1) Is cardboard extra hard on blades for some reason? This doesn't seem reasonable, but curious.
2) My shop used to be in a basement with a relatively controlled temperature. This is no longer the case since moving south with no basement. The temperature in the shop fluctuates. I keep it around 60-65 in the winter when I am out there, but it gets as cool as 35-40 during the winter months when I'm not working. In the summer the shop gets to around 80-90 on really warm days. I try not to keep tension on the blade when not in use, but don't always remember to take the tension off. Does this have a negative impact on the blades. Is there something I should change?

Appreciate any comments thoughts?


----------



## bigblockyeti (Sep 9, 2013)

Did it break at the weld or somewhere else on the blade? What size (width & thickness) is the blade? What make & model saw are you using? Pictures?


----------



## becikeja (Sep 12, 2010)

I have a Powermatic 14" bandsaw, 3/16" blade. The blade was made by Carter. I can't find a weld, so maybe that's where it broke, but it doesn't look like there was weld there. Broke clean - straight across.


----------



## bigblockyeti (Sep 9, 2013)

Any idea how long the blade was run for before the failure?


----------



## RogerM (Oct 31, 2011)

becikeja - In the first place, yes, you have been extremely lucky. Blade breaks are scary aren't they? Based on what you have stated the break was probably caused by metal fatigue especially if you have been running it for some time.


----------



## becikeja (Sep 12, 2010)

Here is a pic of the break. I did find the weld, it's about 6 inches down from the actual break. The blade is probably about 4 years old, no clue how many hours are on the blade, but I would say less than 20. I don't use this one very often.

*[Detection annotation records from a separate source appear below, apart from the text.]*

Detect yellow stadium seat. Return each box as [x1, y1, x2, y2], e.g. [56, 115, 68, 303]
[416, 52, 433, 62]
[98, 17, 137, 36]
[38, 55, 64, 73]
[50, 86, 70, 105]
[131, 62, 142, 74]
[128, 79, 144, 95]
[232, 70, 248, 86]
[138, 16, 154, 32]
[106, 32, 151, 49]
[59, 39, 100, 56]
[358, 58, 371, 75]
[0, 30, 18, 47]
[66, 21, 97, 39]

I guess I am pretty lucky, that I have not had to deal with a break before. It was scary, but the housing did it's job.


----------



## bigblockyeti (Sep 9, 2013)

Sometimes it just happens. The blade after breaking doesn't carry much energy, the bang is the upper wheel suddenly being allow to jump to the upper stop after the tensioning spring is no longer held down by the blade.


----------



## MrUnix (May 18, 2012)

A straight break indicates too much tension or fatigue. Fortunately, as you found out, breaking a blade on the band saw doesn't do any real damage other than to your nerves when it scares the crap out of you 

Cheers,
Brad


----------



## Momcanfixit (Sep 19, 2012)

I went through this earlier this year. With the help of LJs I've concluded that I was over tensioning to make up for bad tracking and I had worked theblades past a normal life span. Im now keeping rough track of how many hours or linear feet the
blades are being used.

FWIW- thw third break scared me as much as the first two!


----------



## KWood75 (Dec 2, 2015)

I had one go on me last year but it broke at the seam. I wasn't even cutting anything at the time. I had turned it on and was getting ready to make a cut.

Looks like it's time to test your brazing skills out on that blade.


----------



## gfadvm (Jan 13, 2011)

I have broken blades on all my bandsaws. Widths ranged from 1/8" - 1 1/2". I have never had a SHARP blade break.


----------



## Planeman40 (Nov 3, 2010)

Blade breaks on bandsaw blades happen. It is nothing unusual. In this case most likely due to over-tensioning as mentioned above. Also, poor welding-annealing of the blade joint can be a factor. In any case, just install another one and move on. The blade CAN be re-welded if you take it to a place that has the equipment (and knows what they are doing). You can also silver-solder (braze) the blade back together yourself using a propane torch and REAL SILVER brazing wire (usually obtained at a welding supply store). You have to grind the ends of the blade to taper them for a "scarf" joint and carefully align them prior to brazing. This requires a home made jig of some kind. The usual process is to cut off a small piece of the silver wire and hammer it flat. Apply silver solder flux to the joint and position the blade joint in the jig aligned accurately. Insert the flattened silver wire between the blade ends. Then heat the joint with the propane torch until the piece of silver wire melts. Quickly clamp the joint together with a pair of pliers and hold the joint tightly until the melted silver hardens. A little work with a file to dress the joint true and smooth and you are back in business.

Planeman

Planeman


----------



## jumbojack (Mar 20, 2011)

The first one is ALWAYS the worst one but they all carry the 'ohcrap' factor. Just last night the belt sander belt broke. While not quite as nasty as the BS blade going it did elicit the 'ohcrap' response.
May 2016 bring you ever lasting BS blades and plane irons that never dull.


----------